Lesson 7: Who Should Know Details Before Your Crisis Communications Drill?
By Gerard Braud
No one knows the hour or the day when a real crisis will strike, nor do they know how or when various events will cascade during the crisis. Your crisis communications drill needs to simulate as much of this as possible.
In a crisis communications drill, chances are you need to let everyone involved know at least the date of the drill. The date is the only piece of information that I ever share with people involved in the crisis drills I facilitate.
I may take the easy path and run a drill for three hours from 9 a.m. until noon, or I may let the crisis begin to unfold as people are in the middle of their commute to work. Sometimes I launch the drill as parents are juggling the morning rituals of getting their kids up and off to school.
Since real crisis events seldom happen at a convenient time, your crisis communications drill should duplicate and simulate real life challenges.

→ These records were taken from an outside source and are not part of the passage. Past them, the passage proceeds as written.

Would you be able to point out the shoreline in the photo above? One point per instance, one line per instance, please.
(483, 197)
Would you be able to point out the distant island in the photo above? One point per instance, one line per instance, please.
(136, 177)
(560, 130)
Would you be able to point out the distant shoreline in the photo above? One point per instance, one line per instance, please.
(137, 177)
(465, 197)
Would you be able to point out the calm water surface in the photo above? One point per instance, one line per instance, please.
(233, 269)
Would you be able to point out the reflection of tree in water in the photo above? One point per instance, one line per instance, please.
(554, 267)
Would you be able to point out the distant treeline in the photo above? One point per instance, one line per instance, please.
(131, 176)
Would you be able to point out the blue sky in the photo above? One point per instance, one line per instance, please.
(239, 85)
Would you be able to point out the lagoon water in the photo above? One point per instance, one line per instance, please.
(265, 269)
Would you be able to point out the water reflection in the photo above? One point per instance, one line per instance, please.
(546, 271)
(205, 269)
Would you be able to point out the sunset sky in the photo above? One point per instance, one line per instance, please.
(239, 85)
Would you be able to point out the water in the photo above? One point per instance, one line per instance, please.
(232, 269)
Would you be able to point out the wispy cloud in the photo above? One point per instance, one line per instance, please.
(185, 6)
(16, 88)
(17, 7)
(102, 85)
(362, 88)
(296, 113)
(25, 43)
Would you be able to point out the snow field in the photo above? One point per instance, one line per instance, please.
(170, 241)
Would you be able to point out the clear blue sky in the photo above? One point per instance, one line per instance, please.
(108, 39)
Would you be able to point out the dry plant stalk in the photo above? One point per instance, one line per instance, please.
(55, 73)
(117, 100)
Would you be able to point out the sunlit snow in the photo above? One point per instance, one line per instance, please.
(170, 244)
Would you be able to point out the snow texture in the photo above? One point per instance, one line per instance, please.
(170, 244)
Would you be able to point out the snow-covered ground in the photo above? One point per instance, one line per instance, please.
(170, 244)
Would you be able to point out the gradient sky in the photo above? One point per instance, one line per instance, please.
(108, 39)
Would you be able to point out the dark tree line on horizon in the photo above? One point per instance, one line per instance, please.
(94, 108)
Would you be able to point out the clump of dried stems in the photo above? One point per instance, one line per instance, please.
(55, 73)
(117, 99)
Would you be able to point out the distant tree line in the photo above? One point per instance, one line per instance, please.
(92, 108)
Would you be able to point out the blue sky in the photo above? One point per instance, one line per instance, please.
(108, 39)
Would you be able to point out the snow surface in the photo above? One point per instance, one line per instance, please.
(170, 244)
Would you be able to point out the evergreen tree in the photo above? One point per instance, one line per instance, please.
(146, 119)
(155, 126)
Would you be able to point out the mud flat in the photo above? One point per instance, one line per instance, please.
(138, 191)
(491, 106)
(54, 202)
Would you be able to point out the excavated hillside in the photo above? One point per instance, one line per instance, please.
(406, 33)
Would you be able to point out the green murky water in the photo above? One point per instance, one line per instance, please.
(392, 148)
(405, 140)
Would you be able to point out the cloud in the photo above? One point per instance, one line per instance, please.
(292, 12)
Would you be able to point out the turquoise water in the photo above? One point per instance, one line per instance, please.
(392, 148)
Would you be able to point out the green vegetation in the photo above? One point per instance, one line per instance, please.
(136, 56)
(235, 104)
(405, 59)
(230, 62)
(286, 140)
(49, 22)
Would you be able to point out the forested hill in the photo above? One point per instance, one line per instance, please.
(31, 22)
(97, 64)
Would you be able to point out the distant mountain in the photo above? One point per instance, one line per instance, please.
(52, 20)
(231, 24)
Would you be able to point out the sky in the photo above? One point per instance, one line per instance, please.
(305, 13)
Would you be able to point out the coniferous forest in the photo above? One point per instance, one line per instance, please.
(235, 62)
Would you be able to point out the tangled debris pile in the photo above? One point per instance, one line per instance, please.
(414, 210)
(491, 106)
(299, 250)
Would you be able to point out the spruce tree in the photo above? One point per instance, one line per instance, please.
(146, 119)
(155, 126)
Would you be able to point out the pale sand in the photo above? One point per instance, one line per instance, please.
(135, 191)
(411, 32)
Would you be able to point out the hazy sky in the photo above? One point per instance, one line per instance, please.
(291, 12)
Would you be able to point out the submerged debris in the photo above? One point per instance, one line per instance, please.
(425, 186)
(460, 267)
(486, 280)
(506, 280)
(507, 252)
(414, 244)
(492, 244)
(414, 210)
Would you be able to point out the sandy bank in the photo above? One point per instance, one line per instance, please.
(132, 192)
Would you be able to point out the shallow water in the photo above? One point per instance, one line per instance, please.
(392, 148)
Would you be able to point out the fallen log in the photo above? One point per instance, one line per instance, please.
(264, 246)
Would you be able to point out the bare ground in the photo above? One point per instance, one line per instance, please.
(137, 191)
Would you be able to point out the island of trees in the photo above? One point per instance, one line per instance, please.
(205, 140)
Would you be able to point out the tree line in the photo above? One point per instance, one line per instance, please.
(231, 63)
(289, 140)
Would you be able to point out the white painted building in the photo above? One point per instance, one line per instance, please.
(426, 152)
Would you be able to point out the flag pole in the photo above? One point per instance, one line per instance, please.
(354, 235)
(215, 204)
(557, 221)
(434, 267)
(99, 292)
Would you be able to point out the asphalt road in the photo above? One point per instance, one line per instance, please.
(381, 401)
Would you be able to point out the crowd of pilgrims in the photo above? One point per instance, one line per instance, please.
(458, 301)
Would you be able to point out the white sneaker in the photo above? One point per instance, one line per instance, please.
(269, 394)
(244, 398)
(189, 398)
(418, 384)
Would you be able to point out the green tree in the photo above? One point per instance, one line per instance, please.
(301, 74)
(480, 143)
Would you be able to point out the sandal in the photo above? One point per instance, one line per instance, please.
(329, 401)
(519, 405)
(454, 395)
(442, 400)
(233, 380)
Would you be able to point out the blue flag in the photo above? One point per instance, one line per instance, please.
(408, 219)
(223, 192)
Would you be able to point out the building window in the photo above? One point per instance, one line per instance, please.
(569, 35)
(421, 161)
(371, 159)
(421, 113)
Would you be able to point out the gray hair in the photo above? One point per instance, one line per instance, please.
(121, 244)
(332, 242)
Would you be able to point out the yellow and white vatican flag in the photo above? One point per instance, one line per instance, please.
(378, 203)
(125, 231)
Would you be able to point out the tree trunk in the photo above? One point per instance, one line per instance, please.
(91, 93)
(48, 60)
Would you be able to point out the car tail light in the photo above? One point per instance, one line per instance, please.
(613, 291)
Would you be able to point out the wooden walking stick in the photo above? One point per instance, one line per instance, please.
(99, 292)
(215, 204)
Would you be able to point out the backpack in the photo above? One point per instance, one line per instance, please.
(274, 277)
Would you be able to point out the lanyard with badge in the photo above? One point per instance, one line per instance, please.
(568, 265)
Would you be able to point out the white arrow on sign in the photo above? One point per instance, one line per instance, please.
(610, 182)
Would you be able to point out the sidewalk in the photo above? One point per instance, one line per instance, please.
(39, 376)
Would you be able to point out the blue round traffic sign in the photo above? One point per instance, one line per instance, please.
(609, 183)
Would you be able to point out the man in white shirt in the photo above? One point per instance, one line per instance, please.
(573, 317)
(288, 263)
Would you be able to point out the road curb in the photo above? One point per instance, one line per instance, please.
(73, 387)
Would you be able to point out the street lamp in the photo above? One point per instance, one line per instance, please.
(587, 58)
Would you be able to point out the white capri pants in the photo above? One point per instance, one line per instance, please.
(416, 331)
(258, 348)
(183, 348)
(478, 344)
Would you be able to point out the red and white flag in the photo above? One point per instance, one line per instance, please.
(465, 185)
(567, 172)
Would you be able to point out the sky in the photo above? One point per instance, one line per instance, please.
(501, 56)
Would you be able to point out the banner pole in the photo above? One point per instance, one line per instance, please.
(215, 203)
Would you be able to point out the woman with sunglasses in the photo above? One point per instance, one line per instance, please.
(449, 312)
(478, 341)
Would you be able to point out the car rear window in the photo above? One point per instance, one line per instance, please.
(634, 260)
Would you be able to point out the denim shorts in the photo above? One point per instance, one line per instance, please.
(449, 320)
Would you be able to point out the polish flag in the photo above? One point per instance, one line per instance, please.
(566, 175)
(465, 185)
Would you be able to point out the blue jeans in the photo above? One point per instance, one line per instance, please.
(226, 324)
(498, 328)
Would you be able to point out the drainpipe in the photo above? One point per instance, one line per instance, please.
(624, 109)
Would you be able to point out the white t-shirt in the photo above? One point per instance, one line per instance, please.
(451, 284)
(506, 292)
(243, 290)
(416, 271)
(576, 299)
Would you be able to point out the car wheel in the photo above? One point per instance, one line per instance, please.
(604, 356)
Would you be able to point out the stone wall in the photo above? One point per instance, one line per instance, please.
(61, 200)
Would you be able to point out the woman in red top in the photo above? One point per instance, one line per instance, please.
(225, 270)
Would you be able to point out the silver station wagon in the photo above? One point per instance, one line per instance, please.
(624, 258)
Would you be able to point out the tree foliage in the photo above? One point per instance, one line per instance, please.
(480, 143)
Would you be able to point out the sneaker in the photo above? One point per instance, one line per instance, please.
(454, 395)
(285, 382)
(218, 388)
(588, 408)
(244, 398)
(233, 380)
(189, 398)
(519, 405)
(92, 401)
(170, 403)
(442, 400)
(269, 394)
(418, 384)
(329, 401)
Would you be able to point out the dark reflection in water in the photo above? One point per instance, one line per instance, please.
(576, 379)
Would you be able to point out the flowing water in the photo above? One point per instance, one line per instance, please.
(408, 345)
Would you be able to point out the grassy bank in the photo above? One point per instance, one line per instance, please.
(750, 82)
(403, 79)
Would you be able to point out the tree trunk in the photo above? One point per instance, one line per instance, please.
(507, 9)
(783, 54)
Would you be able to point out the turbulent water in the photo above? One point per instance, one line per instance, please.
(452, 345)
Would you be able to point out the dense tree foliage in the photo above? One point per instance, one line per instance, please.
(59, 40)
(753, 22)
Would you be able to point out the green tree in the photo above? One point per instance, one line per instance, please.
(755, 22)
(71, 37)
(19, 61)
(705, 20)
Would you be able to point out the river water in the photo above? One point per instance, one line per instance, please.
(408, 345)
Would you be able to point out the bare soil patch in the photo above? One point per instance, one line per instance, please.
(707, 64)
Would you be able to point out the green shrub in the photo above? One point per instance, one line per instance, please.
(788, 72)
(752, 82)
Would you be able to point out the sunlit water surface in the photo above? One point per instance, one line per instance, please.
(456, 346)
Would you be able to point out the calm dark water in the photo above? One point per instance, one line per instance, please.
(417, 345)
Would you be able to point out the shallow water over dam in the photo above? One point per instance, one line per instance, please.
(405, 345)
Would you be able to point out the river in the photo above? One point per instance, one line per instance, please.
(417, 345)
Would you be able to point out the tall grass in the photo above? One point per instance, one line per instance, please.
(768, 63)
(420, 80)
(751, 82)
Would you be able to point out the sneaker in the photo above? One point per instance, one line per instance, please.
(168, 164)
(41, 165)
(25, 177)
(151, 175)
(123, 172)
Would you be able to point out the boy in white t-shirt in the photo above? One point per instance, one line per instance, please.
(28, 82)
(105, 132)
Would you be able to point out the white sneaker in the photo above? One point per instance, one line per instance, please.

In addition to keeping the starting time a secret, I never share details about the drill scenario with anyone other than other drill facilitators.
Secrecy is important because you don’t want anyone taking extra precautions in the days or weeks before the drill. The drill is designed to measure everyone’s preparedness and response at a specific moment in time. In other words, if a crisis happened now, how prepared would everyone be?
After the drill you should be prepared to modify your crisis communications plan.